Decompose Slice Efficiently

Hello,
I'm currently trying to convert YUYV to YUV video by decomposing the slice from v4l2.
The &[u8] that I get is composed of 4-Byte-Blocks that are encoded like YUYV.
I want to split this slice into three (one for Ys, one for Us, one for Vs).
Currently, I'm doing:

fn main() {
  let buf: &[u8] = todo!();
  let y = buf.iter().step_by(2).copied().collect::<Vec<_>>();
  let u = buf.iter().skip(1).step_by(4).copied().collect::<Vec<_>>();
  let v = buf.iter().skip(3).step_by(4).copied().collect::<Vec<_>>();
  h264_encode(&y, &u, &v);
}

//Fixed, can't be changed (as it's part of a library)
fn h264_encode(y: &[u8], u: &[u8], v: &[u8]) {
  todo!()
}

As this code is executed on every frame, I'm wondering if there is a way I can improve the performance of this snippet.
Do you have an Idea to improve the performance of this snippet?

Thanks
pfzetto

Have you benchmarked that your code is too slow? The cost to copy ~4MB
(assuming a full HD camera) should be negligible.
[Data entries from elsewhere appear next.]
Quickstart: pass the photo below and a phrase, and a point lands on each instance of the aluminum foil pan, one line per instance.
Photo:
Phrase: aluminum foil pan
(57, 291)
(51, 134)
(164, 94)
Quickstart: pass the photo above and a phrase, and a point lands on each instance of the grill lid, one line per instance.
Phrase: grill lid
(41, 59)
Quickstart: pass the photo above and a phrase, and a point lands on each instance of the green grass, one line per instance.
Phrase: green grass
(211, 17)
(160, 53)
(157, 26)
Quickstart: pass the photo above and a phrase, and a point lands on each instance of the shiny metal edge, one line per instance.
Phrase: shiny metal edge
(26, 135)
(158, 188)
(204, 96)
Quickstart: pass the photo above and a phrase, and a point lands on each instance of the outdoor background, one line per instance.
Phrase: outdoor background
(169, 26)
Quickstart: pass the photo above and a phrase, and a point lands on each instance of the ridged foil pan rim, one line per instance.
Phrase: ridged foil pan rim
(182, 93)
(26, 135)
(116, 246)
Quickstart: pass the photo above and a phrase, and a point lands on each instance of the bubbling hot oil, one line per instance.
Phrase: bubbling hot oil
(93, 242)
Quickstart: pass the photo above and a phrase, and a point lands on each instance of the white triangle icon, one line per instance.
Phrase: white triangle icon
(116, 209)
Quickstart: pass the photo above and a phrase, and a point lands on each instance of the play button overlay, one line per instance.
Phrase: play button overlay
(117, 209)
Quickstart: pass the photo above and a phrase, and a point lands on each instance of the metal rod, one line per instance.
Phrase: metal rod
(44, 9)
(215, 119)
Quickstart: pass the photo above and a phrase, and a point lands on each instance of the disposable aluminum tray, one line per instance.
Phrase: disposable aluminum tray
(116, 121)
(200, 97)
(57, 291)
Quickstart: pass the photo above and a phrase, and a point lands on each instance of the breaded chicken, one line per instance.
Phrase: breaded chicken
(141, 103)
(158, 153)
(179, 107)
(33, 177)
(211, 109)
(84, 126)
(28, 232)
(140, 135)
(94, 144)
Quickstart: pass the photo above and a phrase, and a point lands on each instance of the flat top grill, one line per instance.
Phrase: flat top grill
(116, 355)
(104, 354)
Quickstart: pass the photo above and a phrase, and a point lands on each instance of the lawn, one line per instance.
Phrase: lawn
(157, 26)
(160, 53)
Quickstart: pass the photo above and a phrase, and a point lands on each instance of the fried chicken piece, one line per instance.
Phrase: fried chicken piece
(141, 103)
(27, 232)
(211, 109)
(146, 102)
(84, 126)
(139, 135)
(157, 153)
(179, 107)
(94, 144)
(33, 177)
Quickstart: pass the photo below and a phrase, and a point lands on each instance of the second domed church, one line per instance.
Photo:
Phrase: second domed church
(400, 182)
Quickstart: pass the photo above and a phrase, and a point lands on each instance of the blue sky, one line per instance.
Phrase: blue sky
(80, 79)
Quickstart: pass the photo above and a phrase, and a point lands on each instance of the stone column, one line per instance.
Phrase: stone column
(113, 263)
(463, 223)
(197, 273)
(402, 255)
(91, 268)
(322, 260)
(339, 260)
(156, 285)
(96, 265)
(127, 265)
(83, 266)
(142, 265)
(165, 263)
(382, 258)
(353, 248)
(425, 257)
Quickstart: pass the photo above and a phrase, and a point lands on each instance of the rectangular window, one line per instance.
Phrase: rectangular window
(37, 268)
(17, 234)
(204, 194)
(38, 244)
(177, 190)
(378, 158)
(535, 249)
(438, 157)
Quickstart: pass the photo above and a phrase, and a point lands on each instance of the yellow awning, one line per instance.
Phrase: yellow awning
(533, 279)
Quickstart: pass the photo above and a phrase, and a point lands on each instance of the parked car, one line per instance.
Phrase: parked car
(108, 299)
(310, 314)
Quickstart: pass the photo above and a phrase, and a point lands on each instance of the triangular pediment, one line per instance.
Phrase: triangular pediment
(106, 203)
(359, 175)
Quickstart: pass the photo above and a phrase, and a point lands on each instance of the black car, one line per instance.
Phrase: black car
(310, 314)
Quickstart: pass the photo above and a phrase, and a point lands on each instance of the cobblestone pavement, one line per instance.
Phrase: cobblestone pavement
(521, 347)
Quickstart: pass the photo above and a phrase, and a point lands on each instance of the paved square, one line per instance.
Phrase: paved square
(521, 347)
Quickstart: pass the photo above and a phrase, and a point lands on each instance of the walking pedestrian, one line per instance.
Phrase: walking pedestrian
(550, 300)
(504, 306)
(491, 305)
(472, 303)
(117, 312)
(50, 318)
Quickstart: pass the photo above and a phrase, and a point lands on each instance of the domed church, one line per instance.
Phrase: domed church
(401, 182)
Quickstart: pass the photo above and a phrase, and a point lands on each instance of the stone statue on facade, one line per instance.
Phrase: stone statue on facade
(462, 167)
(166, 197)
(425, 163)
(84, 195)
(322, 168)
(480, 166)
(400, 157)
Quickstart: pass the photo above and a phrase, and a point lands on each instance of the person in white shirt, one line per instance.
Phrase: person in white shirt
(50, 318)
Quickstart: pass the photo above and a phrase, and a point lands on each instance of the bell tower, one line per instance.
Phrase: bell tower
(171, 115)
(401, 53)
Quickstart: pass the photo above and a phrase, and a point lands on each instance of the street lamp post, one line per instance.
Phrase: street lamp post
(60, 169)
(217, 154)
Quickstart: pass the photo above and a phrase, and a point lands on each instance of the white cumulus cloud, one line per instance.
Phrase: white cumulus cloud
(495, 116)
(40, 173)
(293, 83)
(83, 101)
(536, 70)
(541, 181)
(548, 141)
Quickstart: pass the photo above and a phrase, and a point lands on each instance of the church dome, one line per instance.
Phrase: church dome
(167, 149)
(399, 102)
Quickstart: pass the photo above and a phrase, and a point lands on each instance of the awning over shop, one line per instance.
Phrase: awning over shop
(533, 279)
You might be interested in a library that abstracts this. The ndarray crate for example allows you to view a 2d-array as it's transpose: ArrayBase in ndarray - Rust

You'll need to benchmark it, but you might get better performance by iterating through buf only once instead of 3 times:

  assert!(buf.len() % 4 == 0);
  let mut yy = Vec::with_capacity(buf.len() / 2);
  let mut uu = Vec::with_capacity(buf.len() / 4);
  let mut vv = Vec::with_capacity(buf.len() / 4);

  // If the buffer length is always the same, the lines above can be done
  // during setup to avoid allocations during the hot loop.  

  let mut chunks = buf.chunks_exact(4);
  while let Some(&[y1, u, y2, v]) = chunks.next() {
      yy.push(y1);
      yy.push(y2);
      uu.push(u);
      vv.push(v);
  }
  
  h264_encode(&yy, &uu, &vv);
1 Like

Can also use nightly's array_chunks to make the match infallible.

1 Like

Rust doesn't support non-contiguous arrays, at least at this currently. This means that there is no performant way to do what you want. Either you eat the cost of copies, or, if you really need performance, you write your encoding function as a single pass over the initial slice, with explicit indexing. Ideally you write the loop via simd intrinsics, since autovectorization is usually not good enough for performance-critical number-crunching loops.

1 Like

You can try reusing allocations if you are processing more than one frame.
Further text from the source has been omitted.